Per the New York Times, "President Obama plans to lay out a time frame for winding down the American involvement in the war in Afghanistan when he announces his decision this week to send more forces, senior administration officials said Sunday. Although the speech was still in draft form, the officials said the president wanted to use the address at the United States Military Academy at West Point on Tuesday night not only to announce the immediate order to deploy roughly 30,000 more troops, but also to convey how he intends to turn the fight over to the Kabul government."
The Washington Post: "President Obama has offered Pakistan an expanded strategic partnership, including additional military and economic cooperation, while warning with unusual bluntness that its use of insurgent groups to pursue policy goals 'cannot continue.' The offer, including an effort to help reduce tensions between Pakistan and India, was contained in a two-page letter delivered to President Asif Ali Zardari this month by Obama national security adviser James L. Jones. It was accompanied by assurances from Jones that the United States will increase its military and civilian efforts in Afghanistan and that it plans no early withdrawal."

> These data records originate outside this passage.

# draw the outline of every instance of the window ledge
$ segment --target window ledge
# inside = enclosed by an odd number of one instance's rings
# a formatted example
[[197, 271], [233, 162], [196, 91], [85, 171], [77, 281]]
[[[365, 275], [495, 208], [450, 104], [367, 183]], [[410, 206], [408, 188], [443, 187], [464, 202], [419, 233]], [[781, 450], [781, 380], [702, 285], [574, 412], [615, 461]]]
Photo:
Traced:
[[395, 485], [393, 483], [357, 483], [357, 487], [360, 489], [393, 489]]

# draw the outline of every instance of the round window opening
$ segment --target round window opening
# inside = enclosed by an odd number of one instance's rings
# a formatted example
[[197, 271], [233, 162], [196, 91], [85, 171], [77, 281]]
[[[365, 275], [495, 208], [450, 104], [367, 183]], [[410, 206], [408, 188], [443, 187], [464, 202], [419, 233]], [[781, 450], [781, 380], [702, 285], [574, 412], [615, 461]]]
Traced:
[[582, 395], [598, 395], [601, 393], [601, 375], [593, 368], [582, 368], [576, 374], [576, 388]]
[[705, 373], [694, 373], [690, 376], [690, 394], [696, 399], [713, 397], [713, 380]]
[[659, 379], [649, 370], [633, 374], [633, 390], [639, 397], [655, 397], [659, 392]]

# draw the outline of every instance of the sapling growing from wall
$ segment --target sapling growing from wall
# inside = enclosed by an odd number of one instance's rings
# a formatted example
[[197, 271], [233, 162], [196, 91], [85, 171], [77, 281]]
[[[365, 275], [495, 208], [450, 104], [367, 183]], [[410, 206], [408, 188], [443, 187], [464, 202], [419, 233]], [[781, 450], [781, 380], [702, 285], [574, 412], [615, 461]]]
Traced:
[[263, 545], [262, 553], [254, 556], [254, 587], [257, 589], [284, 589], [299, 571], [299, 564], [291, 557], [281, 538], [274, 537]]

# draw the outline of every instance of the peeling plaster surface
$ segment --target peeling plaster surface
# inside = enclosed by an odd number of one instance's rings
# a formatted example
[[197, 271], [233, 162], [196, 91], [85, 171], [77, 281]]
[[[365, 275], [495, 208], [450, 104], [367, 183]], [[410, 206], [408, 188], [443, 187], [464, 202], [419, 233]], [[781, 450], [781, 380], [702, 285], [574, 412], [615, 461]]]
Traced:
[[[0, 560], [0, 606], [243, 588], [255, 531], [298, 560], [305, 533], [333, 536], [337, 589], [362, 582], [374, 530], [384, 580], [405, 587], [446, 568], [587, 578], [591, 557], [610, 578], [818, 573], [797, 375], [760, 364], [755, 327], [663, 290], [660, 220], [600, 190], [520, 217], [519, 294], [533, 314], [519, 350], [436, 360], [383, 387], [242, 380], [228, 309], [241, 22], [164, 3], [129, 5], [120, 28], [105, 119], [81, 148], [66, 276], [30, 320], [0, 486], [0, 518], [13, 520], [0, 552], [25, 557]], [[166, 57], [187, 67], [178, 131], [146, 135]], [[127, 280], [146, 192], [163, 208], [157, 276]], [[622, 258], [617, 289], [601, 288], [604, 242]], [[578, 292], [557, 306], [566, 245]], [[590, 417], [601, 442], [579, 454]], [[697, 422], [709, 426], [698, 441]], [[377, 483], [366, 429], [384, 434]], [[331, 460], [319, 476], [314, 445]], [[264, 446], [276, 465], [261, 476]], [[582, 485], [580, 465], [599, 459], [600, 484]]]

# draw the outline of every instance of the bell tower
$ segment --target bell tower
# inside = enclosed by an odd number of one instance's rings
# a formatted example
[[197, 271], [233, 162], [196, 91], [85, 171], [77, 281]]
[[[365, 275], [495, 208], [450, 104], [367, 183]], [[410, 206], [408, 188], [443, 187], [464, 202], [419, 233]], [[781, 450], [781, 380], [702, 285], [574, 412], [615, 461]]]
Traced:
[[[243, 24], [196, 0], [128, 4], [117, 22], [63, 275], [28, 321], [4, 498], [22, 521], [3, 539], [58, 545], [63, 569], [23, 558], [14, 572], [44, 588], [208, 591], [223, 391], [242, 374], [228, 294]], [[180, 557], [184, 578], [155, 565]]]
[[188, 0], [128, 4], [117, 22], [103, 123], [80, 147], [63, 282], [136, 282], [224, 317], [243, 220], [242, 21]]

"A day before he is scheduled to announce a new strategy in Afghanistan, President Obama is under increasing pressure to explain how his administration intends to pay the rising costs of military operations in Afghanistan, which average about $3.6 billion per month," the Boston Globe writes. "Both Republicans and Democrats pressed the issue yesterday, previewing the political minefield that Obama will face when he addresses the nation from West Point tomorrow. Key Republicans said they intend to support him on his expected plan to send more troops, but called on him to curb domestic spending on items they oppose."
A Washington Post editorial puts it well regarding Obama's challenge Tuesday night. "Both Americans and Afghans wonder whether the president believes in the war and has the will to win it. Among his challenges Tuesday will be to put those doubts to rest."
Politics Daily's David Corn asks a fascinating question: "Can a president declare a war must be won but not proclaim he'll wage that war for as many years as is necessary to succeed? That is the contradiction that President Barack Obama will be obligated to explain on Tuesday night when he addresses the nation from West Point to explain his apparent decision to send some 30,000 additional US soldiers to the cauldron of Afghanistan."
The Los Angeles Times notes recent comments by various administration officials, who paint the Afghanistan picture a tad more optimistically. Will we hear an optimistic vision for Afghanistan tomorrow?
The New York Daily News: "President Obama's high-stakes Afghanistan buildup was zinged from all sides Sunday, with Republicans generally more sympathetic as Democrats gave their commander in chief tepid support."
Speaking of… Roll Call looks at the continuing storyline of liberal disaffection with Obama: "Cracks are widening between President Barack Obama and his liberal base on Capitol Hill, adding to his headaches as he tries to overcome rising unemployment and carry out a controversial new strategy for Afghanistan. Angst in the Democratic Party's left flank has been building all year. Liberal lawmakers chafed at Obama's slow-walking of immigration reform and his embrace of anti-immigrant language in the health care bill. They wished he had put up more of a fight for a public insurance option. They have complained that Obama's economic team has been too friendly to big Wall Street firms while doing too little to help small businesses and create jobs, and has tried to delay a transportation bill that would put thousands of people to work. And now Obama appears poised to announce a massive escalation of the war in Afghanistan."